The primary goal of this project is to demonstrate the setup of an ML infrastructure that can facilitate the training of accurate models. It's not just about achieving high accuracy but about understanding and implementing the end-to-end process that makes ML development sustainable, scalable, and efficient. We will use a pretrained image classification model to classify the dog breed, given an image of the dog. This will be done by loading the pretrained model then using transfer learning we adapt the model to the dog breed classification dataset.

Project Set Up and Installation

  • Clone Github repository or download the starter files.
  • Enter AWS, open SageMaker Studio and setup SageMaker domain.
  • Download and make the dataset available.
  • Create notebook instance, load files to JupyterLab, start developing.

This project contains the following notebook and scripts:

train_and_deploy.ipynb: Jupyter notebook used in JupyterLab to perform the complete workflow from environment setup to model deployment.
hpo.py: Python script file used for hyperparameter optimization
train_model.py: Python script used for model training and deployment.
inference.py: Python script prepares the model for inference.

Project Steps

The following steps have been performed and can be followed in the notebook:

  • envionment setup,
  • data upload and exploration,
  • hyperparameter tuning,
  • model profiling and debugging,
  • model deploying and prediction.

Dataset

Data Access

You can access the data in several ways.

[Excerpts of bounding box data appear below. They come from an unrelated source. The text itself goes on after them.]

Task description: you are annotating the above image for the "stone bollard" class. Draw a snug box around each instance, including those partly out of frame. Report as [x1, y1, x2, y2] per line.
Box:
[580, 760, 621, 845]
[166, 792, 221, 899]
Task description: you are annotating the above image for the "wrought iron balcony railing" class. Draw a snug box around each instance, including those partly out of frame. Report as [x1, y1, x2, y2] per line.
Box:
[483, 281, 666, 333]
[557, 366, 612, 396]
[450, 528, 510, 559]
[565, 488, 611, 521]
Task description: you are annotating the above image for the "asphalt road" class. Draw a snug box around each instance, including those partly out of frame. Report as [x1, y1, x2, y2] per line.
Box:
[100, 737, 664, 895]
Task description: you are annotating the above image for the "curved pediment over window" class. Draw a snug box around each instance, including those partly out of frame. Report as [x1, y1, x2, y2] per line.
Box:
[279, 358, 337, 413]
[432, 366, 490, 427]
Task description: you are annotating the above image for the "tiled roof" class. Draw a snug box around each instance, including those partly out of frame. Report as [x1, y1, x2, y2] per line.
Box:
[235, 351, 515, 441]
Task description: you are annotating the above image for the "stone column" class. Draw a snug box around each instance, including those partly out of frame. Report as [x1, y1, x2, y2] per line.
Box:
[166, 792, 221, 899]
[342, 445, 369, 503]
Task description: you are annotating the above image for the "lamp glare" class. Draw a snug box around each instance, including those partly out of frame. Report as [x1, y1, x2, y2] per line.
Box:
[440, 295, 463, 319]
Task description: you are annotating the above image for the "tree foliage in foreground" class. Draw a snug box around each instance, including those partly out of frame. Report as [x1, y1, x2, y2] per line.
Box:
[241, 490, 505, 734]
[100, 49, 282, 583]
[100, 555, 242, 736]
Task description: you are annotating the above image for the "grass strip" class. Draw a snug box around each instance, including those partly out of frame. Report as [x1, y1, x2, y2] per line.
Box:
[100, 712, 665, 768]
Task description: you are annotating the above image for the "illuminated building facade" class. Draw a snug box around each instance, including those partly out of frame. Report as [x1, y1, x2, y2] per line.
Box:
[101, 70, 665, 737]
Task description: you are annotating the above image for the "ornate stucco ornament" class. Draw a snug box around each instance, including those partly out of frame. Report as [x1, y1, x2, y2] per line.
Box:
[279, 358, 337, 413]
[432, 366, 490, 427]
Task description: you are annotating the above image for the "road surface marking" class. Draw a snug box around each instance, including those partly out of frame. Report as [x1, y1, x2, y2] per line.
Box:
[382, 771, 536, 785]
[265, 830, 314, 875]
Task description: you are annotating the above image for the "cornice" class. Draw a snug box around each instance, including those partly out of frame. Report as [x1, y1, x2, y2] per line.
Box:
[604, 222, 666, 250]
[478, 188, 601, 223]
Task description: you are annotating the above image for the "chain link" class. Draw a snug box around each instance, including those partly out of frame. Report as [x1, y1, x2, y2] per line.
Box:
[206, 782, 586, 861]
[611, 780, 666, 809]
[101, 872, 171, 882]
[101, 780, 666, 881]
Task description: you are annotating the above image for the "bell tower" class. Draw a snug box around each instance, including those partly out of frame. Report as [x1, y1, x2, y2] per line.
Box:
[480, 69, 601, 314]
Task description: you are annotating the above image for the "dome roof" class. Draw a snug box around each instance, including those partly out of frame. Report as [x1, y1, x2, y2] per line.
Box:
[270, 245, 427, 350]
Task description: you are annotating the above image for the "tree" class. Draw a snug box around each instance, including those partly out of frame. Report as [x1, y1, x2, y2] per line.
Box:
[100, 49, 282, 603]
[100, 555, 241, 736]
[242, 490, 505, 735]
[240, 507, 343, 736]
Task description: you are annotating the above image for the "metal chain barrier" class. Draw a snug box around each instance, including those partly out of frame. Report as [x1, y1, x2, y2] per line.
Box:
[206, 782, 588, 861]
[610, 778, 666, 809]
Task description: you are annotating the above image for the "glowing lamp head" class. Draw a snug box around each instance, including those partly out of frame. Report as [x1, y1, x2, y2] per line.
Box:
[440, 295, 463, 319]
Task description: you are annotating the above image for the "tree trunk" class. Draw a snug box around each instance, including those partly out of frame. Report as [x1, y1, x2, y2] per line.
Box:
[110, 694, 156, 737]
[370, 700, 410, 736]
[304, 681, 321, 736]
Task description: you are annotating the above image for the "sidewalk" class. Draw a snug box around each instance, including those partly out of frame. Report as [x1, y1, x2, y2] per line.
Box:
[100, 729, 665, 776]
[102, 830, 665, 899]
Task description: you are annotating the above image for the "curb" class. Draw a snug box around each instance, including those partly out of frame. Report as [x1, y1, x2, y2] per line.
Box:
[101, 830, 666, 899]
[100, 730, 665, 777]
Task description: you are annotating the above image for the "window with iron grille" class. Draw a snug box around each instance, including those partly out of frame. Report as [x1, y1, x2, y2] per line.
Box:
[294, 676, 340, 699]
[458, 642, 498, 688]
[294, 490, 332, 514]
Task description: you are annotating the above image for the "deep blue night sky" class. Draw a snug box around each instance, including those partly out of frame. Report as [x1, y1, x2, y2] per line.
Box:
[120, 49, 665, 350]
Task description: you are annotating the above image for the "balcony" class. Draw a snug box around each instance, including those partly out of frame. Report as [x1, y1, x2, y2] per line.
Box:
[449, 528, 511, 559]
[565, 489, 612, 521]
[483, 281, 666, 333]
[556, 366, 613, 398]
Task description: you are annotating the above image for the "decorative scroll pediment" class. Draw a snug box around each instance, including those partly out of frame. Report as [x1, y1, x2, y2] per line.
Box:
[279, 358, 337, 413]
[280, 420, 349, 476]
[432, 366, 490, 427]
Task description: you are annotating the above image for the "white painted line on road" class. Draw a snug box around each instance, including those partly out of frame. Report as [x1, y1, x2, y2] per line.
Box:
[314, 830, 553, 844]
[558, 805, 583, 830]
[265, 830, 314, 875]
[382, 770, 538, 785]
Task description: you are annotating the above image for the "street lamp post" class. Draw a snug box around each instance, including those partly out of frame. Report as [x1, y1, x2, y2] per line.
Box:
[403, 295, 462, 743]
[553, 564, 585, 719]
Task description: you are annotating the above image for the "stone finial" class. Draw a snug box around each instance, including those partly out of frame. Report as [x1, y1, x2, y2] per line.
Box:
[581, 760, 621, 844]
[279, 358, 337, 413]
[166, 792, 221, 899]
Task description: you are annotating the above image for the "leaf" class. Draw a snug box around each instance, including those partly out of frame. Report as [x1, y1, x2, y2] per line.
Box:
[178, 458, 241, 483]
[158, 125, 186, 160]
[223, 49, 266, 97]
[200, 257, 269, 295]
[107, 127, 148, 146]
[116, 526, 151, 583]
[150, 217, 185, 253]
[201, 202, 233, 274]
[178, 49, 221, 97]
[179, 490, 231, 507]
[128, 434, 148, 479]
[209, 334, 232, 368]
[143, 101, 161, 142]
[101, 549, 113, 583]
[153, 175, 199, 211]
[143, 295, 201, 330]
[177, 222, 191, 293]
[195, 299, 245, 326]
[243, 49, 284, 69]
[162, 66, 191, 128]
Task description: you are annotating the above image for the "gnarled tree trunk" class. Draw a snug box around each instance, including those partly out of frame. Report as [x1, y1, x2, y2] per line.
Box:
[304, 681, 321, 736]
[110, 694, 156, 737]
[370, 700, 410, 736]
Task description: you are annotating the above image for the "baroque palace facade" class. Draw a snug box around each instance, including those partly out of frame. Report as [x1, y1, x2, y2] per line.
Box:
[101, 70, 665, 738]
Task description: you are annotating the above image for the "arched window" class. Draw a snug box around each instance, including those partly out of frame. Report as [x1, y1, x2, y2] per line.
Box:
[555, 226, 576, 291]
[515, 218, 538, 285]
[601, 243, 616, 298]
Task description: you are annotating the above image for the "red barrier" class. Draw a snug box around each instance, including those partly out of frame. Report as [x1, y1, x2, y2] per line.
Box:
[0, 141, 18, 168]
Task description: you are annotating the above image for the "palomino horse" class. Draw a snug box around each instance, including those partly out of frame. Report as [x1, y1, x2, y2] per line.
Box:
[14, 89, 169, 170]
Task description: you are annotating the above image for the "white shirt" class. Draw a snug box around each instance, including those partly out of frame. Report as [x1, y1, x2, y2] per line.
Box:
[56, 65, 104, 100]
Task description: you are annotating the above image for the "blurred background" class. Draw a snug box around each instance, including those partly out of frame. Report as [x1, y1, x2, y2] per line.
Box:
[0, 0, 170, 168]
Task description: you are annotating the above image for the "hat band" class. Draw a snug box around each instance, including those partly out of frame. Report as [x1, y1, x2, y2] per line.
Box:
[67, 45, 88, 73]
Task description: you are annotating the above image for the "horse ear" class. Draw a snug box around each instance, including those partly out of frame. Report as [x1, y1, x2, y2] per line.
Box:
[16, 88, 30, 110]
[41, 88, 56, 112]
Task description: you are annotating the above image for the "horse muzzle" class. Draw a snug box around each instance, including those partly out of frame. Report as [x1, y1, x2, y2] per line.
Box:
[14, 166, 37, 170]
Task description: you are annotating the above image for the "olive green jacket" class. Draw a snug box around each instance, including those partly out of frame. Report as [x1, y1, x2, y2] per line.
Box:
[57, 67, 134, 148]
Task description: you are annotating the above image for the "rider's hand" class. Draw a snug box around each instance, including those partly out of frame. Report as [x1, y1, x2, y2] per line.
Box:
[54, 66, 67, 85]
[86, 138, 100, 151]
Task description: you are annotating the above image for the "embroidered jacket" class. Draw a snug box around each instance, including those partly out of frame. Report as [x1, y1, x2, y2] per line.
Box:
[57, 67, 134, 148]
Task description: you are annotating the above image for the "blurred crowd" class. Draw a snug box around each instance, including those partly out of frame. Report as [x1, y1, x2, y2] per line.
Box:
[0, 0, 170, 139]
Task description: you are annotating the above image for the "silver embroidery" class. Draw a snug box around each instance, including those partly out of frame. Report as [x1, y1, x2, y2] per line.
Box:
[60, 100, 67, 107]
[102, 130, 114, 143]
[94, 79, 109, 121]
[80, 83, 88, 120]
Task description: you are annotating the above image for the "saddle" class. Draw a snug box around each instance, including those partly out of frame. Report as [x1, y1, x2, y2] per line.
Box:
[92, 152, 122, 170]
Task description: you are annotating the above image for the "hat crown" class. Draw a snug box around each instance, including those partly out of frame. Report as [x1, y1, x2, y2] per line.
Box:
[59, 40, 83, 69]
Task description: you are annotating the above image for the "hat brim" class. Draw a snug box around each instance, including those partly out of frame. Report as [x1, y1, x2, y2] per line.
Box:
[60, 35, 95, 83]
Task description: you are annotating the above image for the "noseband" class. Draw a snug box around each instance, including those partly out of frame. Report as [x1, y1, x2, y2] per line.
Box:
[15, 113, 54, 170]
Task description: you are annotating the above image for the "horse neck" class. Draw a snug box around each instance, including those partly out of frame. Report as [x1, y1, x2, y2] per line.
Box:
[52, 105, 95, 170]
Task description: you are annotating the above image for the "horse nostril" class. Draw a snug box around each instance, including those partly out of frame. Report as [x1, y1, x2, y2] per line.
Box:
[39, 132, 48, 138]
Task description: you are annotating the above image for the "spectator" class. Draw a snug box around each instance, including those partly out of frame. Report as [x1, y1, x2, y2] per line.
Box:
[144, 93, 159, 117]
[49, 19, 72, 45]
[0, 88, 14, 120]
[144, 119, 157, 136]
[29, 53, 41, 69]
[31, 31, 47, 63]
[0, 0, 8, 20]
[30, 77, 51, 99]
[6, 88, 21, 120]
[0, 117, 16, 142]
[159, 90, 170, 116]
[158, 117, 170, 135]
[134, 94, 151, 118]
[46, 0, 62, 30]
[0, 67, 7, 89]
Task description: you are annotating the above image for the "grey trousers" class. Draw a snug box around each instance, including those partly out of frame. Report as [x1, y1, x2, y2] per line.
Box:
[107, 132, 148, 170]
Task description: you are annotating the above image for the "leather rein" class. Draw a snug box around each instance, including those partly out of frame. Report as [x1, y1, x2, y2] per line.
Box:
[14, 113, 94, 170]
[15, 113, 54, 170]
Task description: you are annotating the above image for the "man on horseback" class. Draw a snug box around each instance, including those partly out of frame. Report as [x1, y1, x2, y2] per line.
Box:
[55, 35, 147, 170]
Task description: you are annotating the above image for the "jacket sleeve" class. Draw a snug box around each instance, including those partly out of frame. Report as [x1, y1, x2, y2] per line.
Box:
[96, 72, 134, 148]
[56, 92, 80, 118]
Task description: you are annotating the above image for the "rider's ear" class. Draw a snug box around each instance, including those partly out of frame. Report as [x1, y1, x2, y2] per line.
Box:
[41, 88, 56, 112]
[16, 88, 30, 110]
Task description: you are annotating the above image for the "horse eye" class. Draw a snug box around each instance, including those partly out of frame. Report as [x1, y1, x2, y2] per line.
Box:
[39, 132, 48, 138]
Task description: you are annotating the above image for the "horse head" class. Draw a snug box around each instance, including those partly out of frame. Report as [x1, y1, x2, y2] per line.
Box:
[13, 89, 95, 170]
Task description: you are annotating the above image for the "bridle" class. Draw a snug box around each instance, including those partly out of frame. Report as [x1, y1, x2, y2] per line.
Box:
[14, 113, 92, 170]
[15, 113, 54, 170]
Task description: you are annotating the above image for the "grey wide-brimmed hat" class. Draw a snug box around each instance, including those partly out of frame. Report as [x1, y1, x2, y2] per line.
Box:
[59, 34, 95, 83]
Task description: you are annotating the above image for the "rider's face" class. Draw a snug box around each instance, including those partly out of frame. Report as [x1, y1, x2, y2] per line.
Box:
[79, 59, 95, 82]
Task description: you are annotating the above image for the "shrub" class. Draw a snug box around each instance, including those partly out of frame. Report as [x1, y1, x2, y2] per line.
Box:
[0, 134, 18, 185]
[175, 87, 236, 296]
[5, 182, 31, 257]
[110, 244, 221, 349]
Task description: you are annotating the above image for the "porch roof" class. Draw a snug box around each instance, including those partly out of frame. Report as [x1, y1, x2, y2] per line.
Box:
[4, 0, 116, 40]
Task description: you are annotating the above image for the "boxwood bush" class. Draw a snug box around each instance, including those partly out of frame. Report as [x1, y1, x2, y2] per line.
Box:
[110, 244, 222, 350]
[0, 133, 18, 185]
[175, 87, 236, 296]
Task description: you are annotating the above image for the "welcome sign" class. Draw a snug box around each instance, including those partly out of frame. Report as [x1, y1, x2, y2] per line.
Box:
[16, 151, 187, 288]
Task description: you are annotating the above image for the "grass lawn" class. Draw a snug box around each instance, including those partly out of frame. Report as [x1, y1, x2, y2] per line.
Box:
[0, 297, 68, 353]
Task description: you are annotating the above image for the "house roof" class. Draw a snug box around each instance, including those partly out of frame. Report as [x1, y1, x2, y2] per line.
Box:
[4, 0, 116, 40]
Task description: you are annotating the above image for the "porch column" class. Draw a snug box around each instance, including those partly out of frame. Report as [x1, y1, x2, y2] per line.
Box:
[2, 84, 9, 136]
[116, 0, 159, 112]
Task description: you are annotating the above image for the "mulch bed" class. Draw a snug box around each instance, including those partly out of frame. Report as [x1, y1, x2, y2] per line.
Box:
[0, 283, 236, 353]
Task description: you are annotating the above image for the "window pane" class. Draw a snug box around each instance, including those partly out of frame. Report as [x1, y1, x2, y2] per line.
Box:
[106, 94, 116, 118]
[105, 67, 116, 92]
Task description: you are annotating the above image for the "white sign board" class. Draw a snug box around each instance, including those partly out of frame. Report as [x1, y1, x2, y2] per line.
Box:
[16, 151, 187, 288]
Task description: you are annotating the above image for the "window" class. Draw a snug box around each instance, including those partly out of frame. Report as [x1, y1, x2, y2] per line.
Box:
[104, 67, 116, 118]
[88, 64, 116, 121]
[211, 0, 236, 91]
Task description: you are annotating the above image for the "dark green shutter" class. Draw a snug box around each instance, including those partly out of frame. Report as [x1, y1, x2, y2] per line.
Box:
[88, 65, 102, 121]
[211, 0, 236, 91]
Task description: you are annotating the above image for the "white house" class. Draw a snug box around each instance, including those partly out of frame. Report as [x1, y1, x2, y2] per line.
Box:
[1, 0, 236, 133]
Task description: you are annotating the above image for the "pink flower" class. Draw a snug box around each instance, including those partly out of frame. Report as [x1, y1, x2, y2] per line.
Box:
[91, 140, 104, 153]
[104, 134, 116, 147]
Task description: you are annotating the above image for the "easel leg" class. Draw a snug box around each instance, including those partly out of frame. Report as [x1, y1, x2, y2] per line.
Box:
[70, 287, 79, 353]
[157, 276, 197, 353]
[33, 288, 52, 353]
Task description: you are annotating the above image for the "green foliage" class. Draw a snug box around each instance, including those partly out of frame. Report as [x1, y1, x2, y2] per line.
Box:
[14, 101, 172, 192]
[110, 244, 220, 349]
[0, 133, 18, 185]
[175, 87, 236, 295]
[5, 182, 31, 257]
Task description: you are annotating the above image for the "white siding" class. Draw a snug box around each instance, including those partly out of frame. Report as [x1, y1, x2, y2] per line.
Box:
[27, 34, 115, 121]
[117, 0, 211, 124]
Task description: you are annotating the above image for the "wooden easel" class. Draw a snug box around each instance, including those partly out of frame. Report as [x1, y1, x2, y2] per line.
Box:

You can download the data from "https://s3-us-west-1.amazonaws.com/udacity-aind/dog-project/dogImages.zip", unzip it onto your local machine and upload the data directly to your S3 buckets. Alternatively you can upload the zip file into your JupyterLab file explorer and then use code in your Jupyter notebook (e.g. train_and_deploy.ipynb ) to extract the data and sync the data to your S3 buckets.

Data Overview

The provided dataset is a dog breed classification dataset. It contains images of 133 dog breeds divided into datasets for training, testing and validation. In total more than 8000 image files.

Hyperparameter Tuning

Hyperparameter tuning in Amazon SageMaker is used to automatically optimize the hyperparameters of a machine learning model to achieve the best possible performance on a specific objective metric, such as accuracy, F1 score, or loss. Hyperparameters are configuration settings that control the training process, such as learning rate, batch size, and the number of layers in a neural network. The learning rate in our case ranged beteen 0.001 and 0.1, the batch size values are 32, 64, and 128. We were aiming to maximise accuracy.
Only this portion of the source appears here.